Donc le témoignage n'est pas ce qu'il y a de plus fiable chez nous. Or, en plus, il y a là quelque chose qui n'est pas du tout insignifiant par rapport au nouveau sens de la vérité. De même que la véritable force c'est la faiblesse, de même la véritable fiabilité c'est la parole faible, le témoignage : tout est assis sur un croisement de paroles, même pas sur le fait qui fonde, le fait que l'historien pourrait prouver comme fondant l'idée qu'il en a eu ; c'est la parole de celui qui témoigne qui est le fondement, c'est le témoin. Cela pourrait nous permettre de méditer sur la notion même d'événement.

L'événement n'est pas un fait, c'est un venir, donc aussi un recevoir. L'événement est une relation, un rapport, une intrication de protagonistes et de témoins – autrement dit, l'événement est un en tant qu'il est plein d'altérités. Ce n'est pas l'opacité d'un fait, c'est plein d'altérités, de relations. Cette définition de l'événement est de moi, je l'ai sortie il y a une bonne vingtaine d'années, je n'ai pas encore trouvé mieux, mais je ne désespère pas : une intrication de protagonistes et de témoins, et les témoins sont parties prenantes de l'événement, ils ne causent pas sur l'événement, ils sont constituants de l'événement[6]. Cela mériterait d'être médité, peut-être d'être corrigé.

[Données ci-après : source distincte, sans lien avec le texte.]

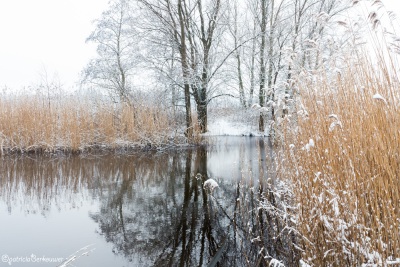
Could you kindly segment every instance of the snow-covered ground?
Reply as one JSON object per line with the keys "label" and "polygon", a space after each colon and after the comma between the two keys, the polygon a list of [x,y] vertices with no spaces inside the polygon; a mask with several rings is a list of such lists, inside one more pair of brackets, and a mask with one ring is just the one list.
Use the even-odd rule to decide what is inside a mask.
{"label": "snow-covered ground", "polygon": [[210,114],[208,120],[208,131],[205,136],[262,136],[267,132],[258,130],[257,111],[248,109],[233,111],[225,114]]}
{"label": "snow-covered ground", "polygon": [[243,122],[235,122],[226,118],[218,118],[208,125],[208,132],[204,135],[235,135],[235,136],[261,136],[263,133],[257,127]]}

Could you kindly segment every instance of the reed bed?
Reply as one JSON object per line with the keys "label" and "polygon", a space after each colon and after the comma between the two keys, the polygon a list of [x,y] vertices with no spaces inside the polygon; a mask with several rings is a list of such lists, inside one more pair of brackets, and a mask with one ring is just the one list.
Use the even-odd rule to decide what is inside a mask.
{"label": "reed bed", "polygon": [[400,266],[400,86],[394,68],[357,62],[302,80],[286,132],[280,173],[310,266]]}
{"label": "reed bed", "polygon": [[0,97],[1,154],[154,148],[182,142],[175,133],[165,108],[145,100],[127,105],[67,94]]}

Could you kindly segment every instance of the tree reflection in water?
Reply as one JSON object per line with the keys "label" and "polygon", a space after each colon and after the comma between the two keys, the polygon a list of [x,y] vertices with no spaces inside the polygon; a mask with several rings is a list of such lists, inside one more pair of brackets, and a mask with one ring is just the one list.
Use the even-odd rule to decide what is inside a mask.
{"label": "tree reflection in water", "polygon": [[208,194],[205,148],[129,166],[102,188],[101,211],[91,214],[116,254],[143,266],[269,266],[273,258],[297,265],[287,222],[260,208],[261,200],[275,205],[269,185],[219,180]]}
{"label": "tree reflection in water", "polygon": [[[249,149],[256,151],[246,154]],[[232,153],[227,147],[223,155]],[[225,168],[222,177],[210,166],[223,163],[204,147],[130,156],[6,157],[0,161],[0,198],[9,213],[22,203],[26,212],[44,216],[54,206],[62,212],[96,203],[98,212],[89,216],[98,233],[115,254],[140,266],[269,266],[272,259],[297,266],[292,223],[277,212],[289,206],[290,196],[277,193],[282,186],[273,154],[260,139],[241,148],[238,158],[250,162],[248,169],[238,162],[233,168],[239,173],[231,177],[234,170]],[[210,174],[219,183],[212,195],[203,188]]]}

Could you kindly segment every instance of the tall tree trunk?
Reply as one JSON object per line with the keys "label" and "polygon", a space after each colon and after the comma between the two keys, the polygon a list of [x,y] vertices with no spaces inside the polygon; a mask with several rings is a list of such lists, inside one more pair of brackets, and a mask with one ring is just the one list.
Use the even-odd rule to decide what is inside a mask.
{"label": "tall tree trunk", "polygon": [[243,86],[243,78],[242,78],[242,68],[240,62],[240,55],[239,52],[236,53],[236,60],[237,60],[237,72],[238,72],[238,79],[239,79],[239,99],[240,105],[242,107],[246,107],[246,97],[244,95],[244,86]]}
{"label": "tall tree trunk", "polygon": [[189,65],[187,59],[187,50],[186,50],[186,31],[185,31],[185,21],[183,15],[182,8],[182,0],[178,1],[178,14],[179,14],[179,26],[180,26],[180,55],[181,55],[181,65],[182,65],[182,73],[183,73],[183,82],[184,82],[184,94],[185,94],[185,108],[186,108],[186,130],[185,135],[188,138],[193,136],[193,127],[192,127],[192,108],[190,105],[190,84],[189,84]]}
{"label": "tall tree trunk", "polygon": [[199,10],[199,18],[200,18],[200,40],[202,44],[203,50],[203,66],[201,72],[201,85],[194,86],[192,88],[197,89],[197,92],[194,92],[195,100],[197,103],[197,115],[198,115],[198,123],[200,126],[200,130],[202,133],[207,132],[207,106],[208,106],[208,84],[209,84],[209,70],[210,70],[210,51],[214,38],[214,31],[217,27],[217,18],[220,11],[221,0],[215,1],[215,7],[212,9],[212,14],[207,14],[210,17],[210,21],[208,23],[208,27],[206,29],[206,23],[204,20],[202,1],[197,1],[197,8]]}
{"label": "tall tree trunk", "polygon": [[[172,43],[172,41],[171,41]],[[174,68],[175,68],[175,59],[174,59],[174,55],[175,55],[175,48],[172,47],[172,51],[171,51],[171,66],[169,67],[169,76],[172,77],[174,75]],[[176,123],[176,104],[177,104],[177,92],[176,92],[176,86],[175,83],[172,82],[170,84],[170,89],[171,89],[171,105],[172,105],[172,117],[174,118],[174,121]]]}
{"label": "tall tree trunk", "polygon": [[202,133],[207,132],[207,103],[204,101],[201,101],[200,103],[197,104],[197,116],[198,116],[198,122],[200,126],[200,131]]}
{"label": "tall tree trunk", "polygon": [[[235,47],[238,47],[238,8],[237,2],[234,3],[234,29],[233,29],[233,39]],[[238,85],[239,85],[239,100],[240,105],[245,108],[246,107],[246,98],[244,95],[244,87],[243,87],[243,78],[242,78],[242,67],[241,67],[241,59],[240,59],[240,49],[235,50],[235,57],[237,63],[237,74],[238,74]]]}
{"label": "tall tree trunk", "polygon": [[[253,25],[253,33],[256,32],[256,23]],[[249,106],[253,105],[253,96],[254,96],[254,86],[255,86],[255,77],[254,77],[254,68],[255,68],[255,59],[256,59],[256,38],[253,38],[252,46],[251,46],[251,62],[250,62],[250,92],[249,92]]]}
{"label": "tall tree trunk", "polygon": [[204,67],[201,76],[201,89],[197,103],[197,116],[201,133],[207,132],[207,86],[208,86],[208,51],[204,52]]}
{"label": "tall tree trunk", "polygon": [[[260,90],[258,95],[259,104],[261,107],[265,103],[265,32],[267,27],[267,0],[261,0],[261,45],[260,45]],[[260,113],[258,130],[264,132],[264,117]]]}
{"label": "tall tree trunk", "polygon": [[[275,84],[272,83],[273,81],[273,77],[272,77],[272,73],[273,73],[273,69],[274,69],[274,34],[275,34],[275,19],[277,18],[278,14],[276,14],[276,17],[274,19],[274,4],[275,1],[272,0],[270,2],[271,7],[270,7],[270,25],[269,25],[269,37],[268,37],[268,97],[267,97],[267,101],[275,101]],[[271,105],[271,120],[275,121],[275,107],[274,105]],[[271,127],[271,129],[269,129],[270,131],[270,136],[273,137],[274,136],[274,129]]]}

Si on veut étudier le mot témoin chez saint Jean, il faut d'abord se dire qu'il n'a pas le même sens que chez nous ; un des indices, c'est que pour nous un témoignage est d'autant plus authentique qu'il sort de l'expérience propre, alors que pour Jean, si je témoigne de moi-même et à partir de moi-même, mon témoignage est faux, je ne peux témoigner que de ce que j'ai entendu (c'est en toutes lettres). Je ne dis pas que je résous quoi que ce soit, mais je mets le doigt sur le fait que, entendre le témoignage au sens johannique nécessite que nous prenions distance d'avec la signification usuelle du mot. Alors que veut dire témoin chez Jean ? Il ne signifie pas exactement ce qu'il signifie chez nous. Pour nous, à première vue, il signifierait moins, mais en fait il signifie beaucoup plus ; il faut essayer de le découvrir. C'est une incitation à aller chercher la différence. 



[2] « Tu frapperas le rocher et il en sortira de l'eau et le peuple boira » (Ex 17, 6).

[3] On trouve des testimonia par exemple dans l'épître de Barnabé, dans le dialogue de Justin avec le Juif Tryphon, dans "L'Exégèse de l'âme", les figures féminines en st Jean), et dans la note du chapitre précédent sur “Il régna du haut du bois”.

[4] Il est atteint, comme les malades de l'hospice où ils sont soignés, de la maladie de l'ergot de seigle (ou feu de saint Antoine) qui donne lieu, entre autres, à des pustules purulentes. Il s'agit, en effet, de permettre aux malades de s'identifier au Christ. Ils sont invités à un cheminement qui va de leur corps martyrisé par la maladie (crucifixion) à la béatitude avec le Christ glorieux surgissant du tombeau (volet du retable).

[5] La transcription de la session sur le sacré dans l'Évangile : tag SACRÉ.